Life as that necessary cycle of sadness, happiness, success and disappointment, with some really memorable moments that make up for the mundane.

It's no surprise that Sandro Fiorin of FiGa Films has sent this latest masterpiece, Castanha my way. It is just one in a series of very perfect accidents in the great wheel of daily joy that is movie watching for me. The film just happens to be in NYC at this time, enjoying its North American premiere at the Film Society of Lincoln Center, part of their Art of the Real 2014 series.

Brazilian cinema for me always possesses a dream-like quality that is punctuated by the grittiness of everyday life. Castanha is no exception, but it does add another layer to the puzzle. Because the film is a narrative about a real character, João Carlos Castanha, his real mother Celina and their daily life -- but it's not a documentary.

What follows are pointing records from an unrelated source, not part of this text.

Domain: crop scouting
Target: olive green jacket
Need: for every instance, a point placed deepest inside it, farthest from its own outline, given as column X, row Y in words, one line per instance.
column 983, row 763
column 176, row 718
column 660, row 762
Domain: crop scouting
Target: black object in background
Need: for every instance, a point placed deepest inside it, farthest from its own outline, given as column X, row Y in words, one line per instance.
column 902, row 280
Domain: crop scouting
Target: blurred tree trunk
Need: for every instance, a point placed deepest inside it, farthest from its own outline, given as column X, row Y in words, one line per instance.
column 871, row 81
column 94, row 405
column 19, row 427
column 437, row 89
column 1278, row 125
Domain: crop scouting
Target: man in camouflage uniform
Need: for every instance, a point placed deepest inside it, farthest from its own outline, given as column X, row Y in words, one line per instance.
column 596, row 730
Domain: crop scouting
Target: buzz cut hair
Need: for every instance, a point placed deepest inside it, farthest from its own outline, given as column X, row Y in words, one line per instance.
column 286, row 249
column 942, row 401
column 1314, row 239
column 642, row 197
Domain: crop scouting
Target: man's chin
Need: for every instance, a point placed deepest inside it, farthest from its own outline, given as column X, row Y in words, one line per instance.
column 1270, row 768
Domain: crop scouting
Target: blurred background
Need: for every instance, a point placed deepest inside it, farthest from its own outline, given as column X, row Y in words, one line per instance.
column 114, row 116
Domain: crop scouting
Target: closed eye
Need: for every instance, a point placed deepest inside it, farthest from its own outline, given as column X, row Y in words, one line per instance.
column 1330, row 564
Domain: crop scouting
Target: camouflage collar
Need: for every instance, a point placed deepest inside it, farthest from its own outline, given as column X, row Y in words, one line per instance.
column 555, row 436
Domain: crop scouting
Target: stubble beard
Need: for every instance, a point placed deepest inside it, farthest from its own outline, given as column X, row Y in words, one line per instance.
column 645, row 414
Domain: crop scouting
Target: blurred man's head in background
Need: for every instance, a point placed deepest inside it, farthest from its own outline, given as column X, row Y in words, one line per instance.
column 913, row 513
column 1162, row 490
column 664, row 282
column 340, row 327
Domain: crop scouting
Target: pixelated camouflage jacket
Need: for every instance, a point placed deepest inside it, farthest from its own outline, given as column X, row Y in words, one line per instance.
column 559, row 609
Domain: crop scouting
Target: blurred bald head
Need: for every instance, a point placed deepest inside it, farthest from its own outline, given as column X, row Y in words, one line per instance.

Palestinian filmmaker Hany Abu-Assad has said about some of his more real-to-life films (like the controversial Ford Transit) that they are "100 percent reality and 100 percent fiction" and this can also be the perfect way to describe director Davi Pretto's first feature length film. While inspired by the life of 52-year-old actor-slash-cross-dressing-erotic-club-hostess Castanha, the film reinterprets some events from his life and blends them perhaps with those moments we've all dreamed about secretly, the perfect shots from our cinematic, private lives. Castanha himself is divinely charismatic, a perfect aging rockstar who is haunted by his own demons: the loss of the love of his life to AIDS and the need to be there for his single mother, as her only son.

Pretto admits that his desire to make the film came out of working with Castanha since film school, and explains further "I can still recall my fascination for his face, traits, expressions and his piercing gaze when acting." Then concludes, "from that came the urge to make a film for that face. An actor piece." And that Castanha is, through and through, because we as the audience never truly find out where fiction ends and reality begins. It's a wonderfully tantalizing formula that works perfectly in this case, with a subject worthy of all his close-ups and a filmmaker who dares to blur the lines, without apologies.

Through Castanha, Pretto also says, "I strengthen my position on cinema -- that it is about encounters between people. Between those with a story to be told and those who want to tell stories." The magical world of cinema is an active meeting of great minds, those of the filmmakers but also of the audience. Without one there is no other and each side must always be aware of that, to remove the strange distance we sometimes feel from the artists. With Pretto's film, I felt like I was on a journey along with Castanha, an extraordinary man with many ordinary moments and a life like mine in its successes but also its many failures. When a film does that deeply, it's a triumph.

I'll let Pretto's words sum it all up best: "I believe the film ends up as a realistic portrayal of this character. After all, my only idea since the beginning was to be coherent with what João lives and breaths as art and life. And if one word can sum him up, it is freedom." Freedom.